Büromuzun kuş müdavimlerinden biri. Serçelerimiz ve kumrularımız da var. Açılan her camdan, buyur muyur beklemeden girerler üstelik. Ablam Hülya kuştan da korkuyor galiba, geçen gün attığı çığlıktan anladık!

Çarşamba, Eylül 20, 2006

Yoğurtlu havuç ezme


En kolayından meze işte. Yapılışında bir iki teferruat var o kadar. Havuçları bildiğiniz gibi haşlamaya başlayın önce tuzlu su içinde, teflon tencerede olsun ama. Suyunu çeksin iyice, o arada da yumuşayıp pişmiş olsunlar. Tahta kaşıkla evire çevire kızartırmış gibi yapın sonra ama sakın dibini tuttururmuş gibi değil. İkisinin arasında kıl payı var çünkü... Bu haliyle havuç kestane gibi lezzetlenir. Henüz sıcakken sızmayı katarak ezin havuçları, dişe gelir gibi irice.



Derken de sarmısak ilave edilecek istendiği kadar, incecikten dereotu, kıvamınca da süzme yoğurt.

Ancak bu kadar tadı yerli yerinde bir yoğurtlu havuç olabilir.

Bir de şu yoğurt patlayıp fotoğraflarımın keyfini bozmasa. Nasıl çekiliyor yoğurtlu resimler sahi? İlle de gün ışığında mı?


Cumartesi, Eylül 16, 2006

Tatlı kabak, otlu peynir, bacon vesaire

Olmadık yemekler yapmak. Oldurmak. Yine başardım. “Anlattttt,” diyorum kendime, gecenin bir vaktinde...

Tatlı kabak ama küçücük. Süs diye alıp koydum önce, iki tane mutfak masamın üzerine; kalaylı bir kap içinde durup durdular öyle, aman ne güzellerdi... Seyreylemem sürdü günlerce. Sonra pişirmek, yemek geldi içimden.


Otlu peynir var buzdolabında. Bızzzzt... Bayat ekmek, kara ekmek, çok tahıllı ekmek ya da; hangisi varsa; bende çok tahıllı kapkara kupkuru bir dilim var, o da buzdolabında. O da bızzzzt. Şamfıstık az ama korkudan az, bir dahaki sefere boool bol koyulacak, yakıştı çok.

Kabak kabukları soyulacak, ikiye bölünecek ve içleri oyulacak. Diri haşlamak tabiri caizse, öyle, hafifçe haşlanacak; az tuzla.

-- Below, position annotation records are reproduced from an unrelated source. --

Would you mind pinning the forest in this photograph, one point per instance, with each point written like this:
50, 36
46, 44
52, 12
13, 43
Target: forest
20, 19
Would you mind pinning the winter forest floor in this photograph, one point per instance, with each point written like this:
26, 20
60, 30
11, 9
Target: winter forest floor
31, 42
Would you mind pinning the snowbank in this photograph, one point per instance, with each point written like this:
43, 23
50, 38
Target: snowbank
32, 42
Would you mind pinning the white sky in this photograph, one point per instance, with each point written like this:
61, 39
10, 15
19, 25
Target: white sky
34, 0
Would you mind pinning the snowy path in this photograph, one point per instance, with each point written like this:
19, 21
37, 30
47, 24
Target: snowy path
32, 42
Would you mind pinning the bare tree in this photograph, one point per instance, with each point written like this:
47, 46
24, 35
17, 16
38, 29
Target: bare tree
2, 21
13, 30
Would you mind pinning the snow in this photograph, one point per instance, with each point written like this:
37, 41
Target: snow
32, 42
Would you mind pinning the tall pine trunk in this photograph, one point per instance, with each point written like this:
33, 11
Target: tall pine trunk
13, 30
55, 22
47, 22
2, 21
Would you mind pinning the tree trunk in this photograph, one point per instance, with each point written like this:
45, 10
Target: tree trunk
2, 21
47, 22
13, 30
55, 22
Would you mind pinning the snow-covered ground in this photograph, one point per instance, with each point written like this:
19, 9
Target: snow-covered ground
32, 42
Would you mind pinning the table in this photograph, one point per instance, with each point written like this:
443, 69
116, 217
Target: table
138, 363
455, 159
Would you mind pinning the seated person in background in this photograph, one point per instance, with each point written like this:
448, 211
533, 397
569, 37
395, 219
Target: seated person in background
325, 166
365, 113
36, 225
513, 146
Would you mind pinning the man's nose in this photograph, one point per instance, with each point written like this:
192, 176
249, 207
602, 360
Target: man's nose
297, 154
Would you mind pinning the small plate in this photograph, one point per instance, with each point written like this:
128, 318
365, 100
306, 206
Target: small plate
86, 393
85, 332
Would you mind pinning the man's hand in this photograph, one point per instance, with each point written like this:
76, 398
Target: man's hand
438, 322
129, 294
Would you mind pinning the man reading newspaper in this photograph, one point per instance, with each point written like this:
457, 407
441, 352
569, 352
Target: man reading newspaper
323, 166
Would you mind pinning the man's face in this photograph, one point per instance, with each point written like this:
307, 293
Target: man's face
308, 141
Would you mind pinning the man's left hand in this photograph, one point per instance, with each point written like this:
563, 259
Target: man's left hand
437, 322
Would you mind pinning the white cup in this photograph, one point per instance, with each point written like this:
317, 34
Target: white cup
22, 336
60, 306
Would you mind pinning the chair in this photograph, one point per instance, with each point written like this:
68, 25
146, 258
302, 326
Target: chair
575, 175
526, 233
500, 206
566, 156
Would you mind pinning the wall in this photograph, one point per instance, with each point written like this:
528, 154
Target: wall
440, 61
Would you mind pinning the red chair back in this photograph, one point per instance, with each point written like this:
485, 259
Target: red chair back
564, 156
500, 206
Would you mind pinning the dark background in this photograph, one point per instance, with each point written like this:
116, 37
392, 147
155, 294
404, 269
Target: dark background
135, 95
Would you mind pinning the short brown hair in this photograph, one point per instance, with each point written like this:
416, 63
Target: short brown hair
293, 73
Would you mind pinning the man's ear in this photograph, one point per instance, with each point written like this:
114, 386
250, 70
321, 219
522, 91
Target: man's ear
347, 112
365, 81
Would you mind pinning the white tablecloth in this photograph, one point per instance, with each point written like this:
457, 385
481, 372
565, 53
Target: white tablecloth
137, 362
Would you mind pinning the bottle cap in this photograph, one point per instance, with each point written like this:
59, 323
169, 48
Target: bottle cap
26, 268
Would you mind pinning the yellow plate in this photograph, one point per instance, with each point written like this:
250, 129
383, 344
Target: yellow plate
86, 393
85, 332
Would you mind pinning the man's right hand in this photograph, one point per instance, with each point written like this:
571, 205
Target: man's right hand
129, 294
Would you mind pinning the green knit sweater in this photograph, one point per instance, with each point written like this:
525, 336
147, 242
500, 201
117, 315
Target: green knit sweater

Oyulmuş kabaklar az önce bızzztlanan içle doldurulacak. Orta yerine sekiz on yaprak reyhan gömülecek, parmak hareketiyle doldurduğumuz içlerin ortasına doğru iterek. Üstüne kenarlardan içine doğru iterek, kocaman bacon dilimleri çepeçevre dolandırılacak. Sızma eksik kalmasın aman, keyfinizce sızmalansın kabaklar. Karabiberi de keyfe keder...


Veryansın fırında önce üzeri folyo ile kapalı, sonra da bacon kızarana kadar açık.

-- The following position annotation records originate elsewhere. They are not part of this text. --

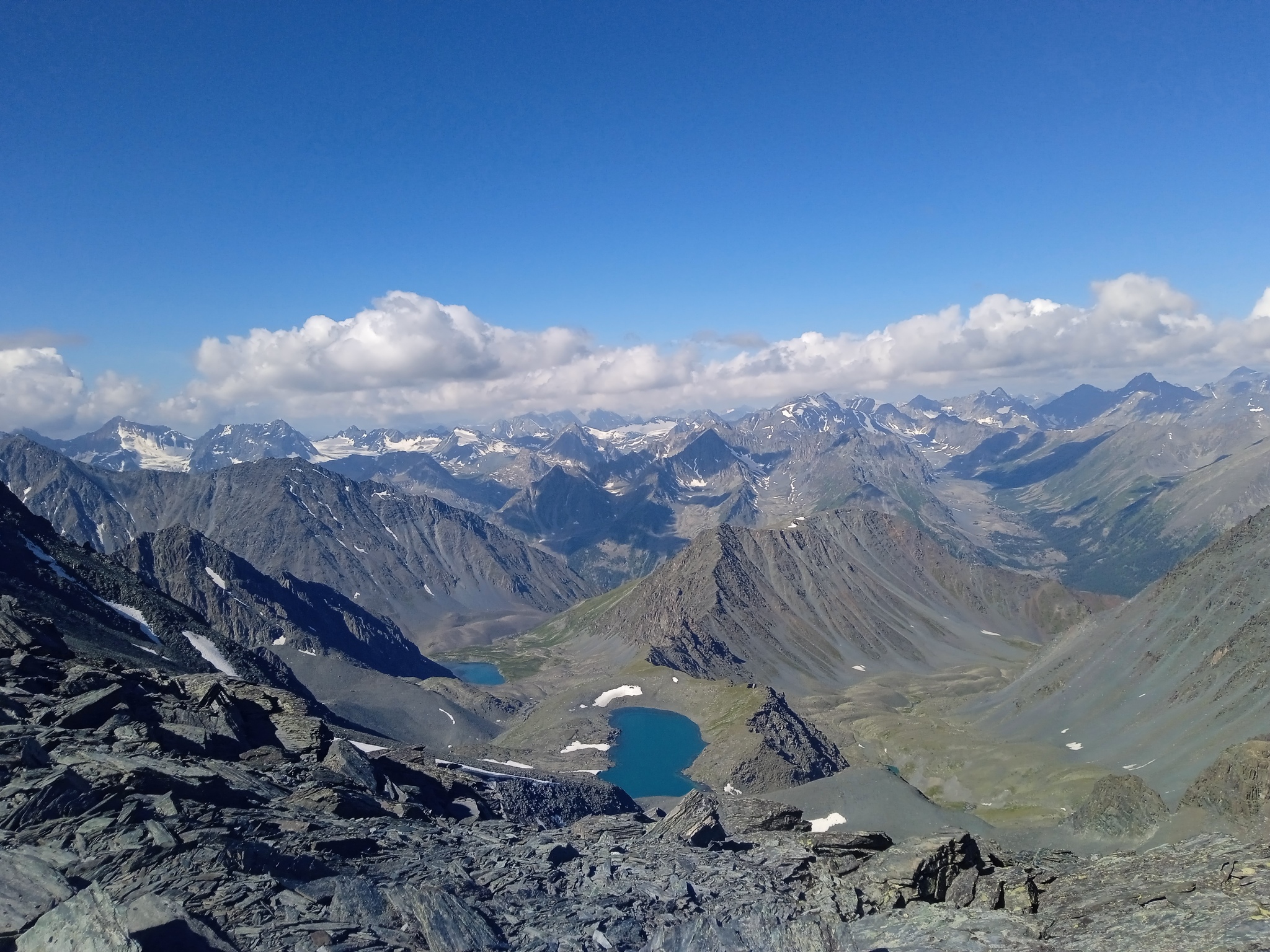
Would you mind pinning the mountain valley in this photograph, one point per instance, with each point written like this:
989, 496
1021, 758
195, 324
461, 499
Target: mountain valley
1028, 643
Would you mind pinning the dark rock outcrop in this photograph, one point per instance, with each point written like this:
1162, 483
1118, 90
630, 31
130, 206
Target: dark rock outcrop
1121, 805
258, 610
1237, 785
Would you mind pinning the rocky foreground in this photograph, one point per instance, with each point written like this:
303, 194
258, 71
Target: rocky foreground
148, 810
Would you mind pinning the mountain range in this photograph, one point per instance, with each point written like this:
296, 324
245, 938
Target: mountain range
1105, 489
819, 603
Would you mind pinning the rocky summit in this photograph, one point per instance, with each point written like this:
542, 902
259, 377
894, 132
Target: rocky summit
151, 810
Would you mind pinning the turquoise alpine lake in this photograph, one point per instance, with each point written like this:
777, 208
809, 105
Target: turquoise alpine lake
477, 672
653, 751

Siz böyle bir lezzeti daha önce düşünmemiştiniz bile.

Salı, Eylül 12, 2006

Finduk Zamanı / Son Günler

(Fındığın dala durduğu o ilk günler. www.mineflora.com Mine'sinin bahçesinde, bu yıl fındığın gözüme, bana, sevgiyle takıldığı o ilk an. Demek arkadan gelecekler, göreceklerim varmış.)


Fındık çabalarımız bitti bitiyor.

Anladım ki buzdağı gibiyiz. Henüz suyun üstünde bile göstermediğimiz tepeciklerimizden müthiş bir kitap çıktı ortaya. Burcu ve Zinnur halâ tarif eklemeyi sürdürüyorlar. Ben de düzeltmeleri yapmayı bitiremiyorum bir türlü!!! Oky ne yapıyor sessiz sedasız bilemiyorum ama bu üçlü muhteşem bir ekip. Zımba gibi çalıştılar 8-))

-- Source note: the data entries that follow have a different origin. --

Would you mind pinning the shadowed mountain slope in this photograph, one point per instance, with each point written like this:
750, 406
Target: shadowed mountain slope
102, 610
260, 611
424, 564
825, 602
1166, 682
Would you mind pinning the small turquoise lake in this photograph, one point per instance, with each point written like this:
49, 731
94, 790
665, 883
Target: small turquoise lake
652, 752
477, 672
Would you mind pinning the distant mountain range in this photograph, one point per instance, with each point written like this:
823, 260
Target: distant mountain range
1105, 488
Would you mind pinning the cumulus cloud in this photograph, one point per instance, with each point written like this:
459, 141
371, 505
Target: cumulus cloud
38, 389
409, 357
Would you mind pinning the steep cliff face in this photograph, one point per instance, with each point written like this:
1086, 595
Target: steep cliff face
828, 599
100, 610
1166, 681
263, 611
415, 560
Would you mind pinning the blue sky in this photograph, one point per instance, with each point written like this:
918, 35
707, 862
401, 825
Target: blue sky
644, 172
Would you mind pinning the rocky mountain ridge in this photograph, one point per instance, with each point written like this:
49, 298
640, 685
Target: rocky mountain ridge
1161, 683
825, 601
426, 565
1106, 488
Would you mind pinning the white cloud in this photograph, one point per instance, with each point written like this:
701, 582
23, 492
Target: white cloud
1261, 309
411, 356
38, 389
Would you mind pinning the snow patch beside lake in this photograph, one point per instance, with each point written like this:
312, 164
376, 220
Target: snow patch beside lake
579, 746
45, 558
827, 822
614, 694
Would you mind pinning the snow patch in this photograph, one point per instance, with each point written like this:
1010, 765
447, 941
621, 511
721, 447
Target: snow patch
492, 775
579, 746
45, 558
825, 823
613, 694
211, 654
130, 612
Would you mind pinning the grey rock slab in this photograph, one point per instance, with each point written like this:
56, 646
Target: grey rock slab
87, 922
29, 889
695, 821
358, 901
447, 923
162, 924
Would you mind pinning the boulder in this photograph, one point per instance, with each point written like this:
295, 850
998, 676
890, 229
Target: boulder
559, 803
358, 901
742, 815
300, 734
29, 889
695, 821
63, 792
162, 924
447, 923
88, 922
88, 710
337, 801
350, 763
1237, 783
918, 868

(Uzunca bir zamandır kullandığım şu 8 de ne derseniz eğer... Artık bilgisayarıma gözlükle bakmaya başladım. O halimin resmidir...)

Tariflerimizin başında veya altında hepimizin adı ve blog adresleri olacak. (Tijen iki tarifi için de kaynak gösterilmesini istemiş. Kitap olarak değil, hepimiz gibi blog olarak göstersek yetecektir umarım.) Kitabımıza herkesin adıyla girmesini çok istesem de, buna itiraz edenler varmış. O kişilerin de takma adlarını kullanarak halledelim bu işi. Yine de bir düşünün, kötü bir şey yapmıyoruz ki... Okullara, çocuklara yardım amaçlıyız sadece.

Bu işi adım adım daha ileri götüreceğiz. Adlarımızla iftihar edeceğimiz yerlere geleceğiz... Haydi çocuklar, Türkiye bizi konuşsun.

Yazılarımızda, kendi yazılarım da dahil olmak üzere pek çok değişiklik yapmak zorunda kaldım. Aramızda yazışıp, anlaşıp, birbirimizi güldürdüğümüz satırlar ne yazık ki güme gitti. Önce üzüldüm. Sonra çok zorlanmadım doğrusu. Sadece, “Kitabın okuru bundan ne anlar?” sorusunun cevabını aradım. Cümle kuruluşları yer yer çokça değişti. Linklere kitaptan gidilmeyeceği için kaldırıldı. Yazılarımızı edit halindeyken linklere ulaşılmadığı için maalesef o yolların sonunda ne vardı kontrol edemedim.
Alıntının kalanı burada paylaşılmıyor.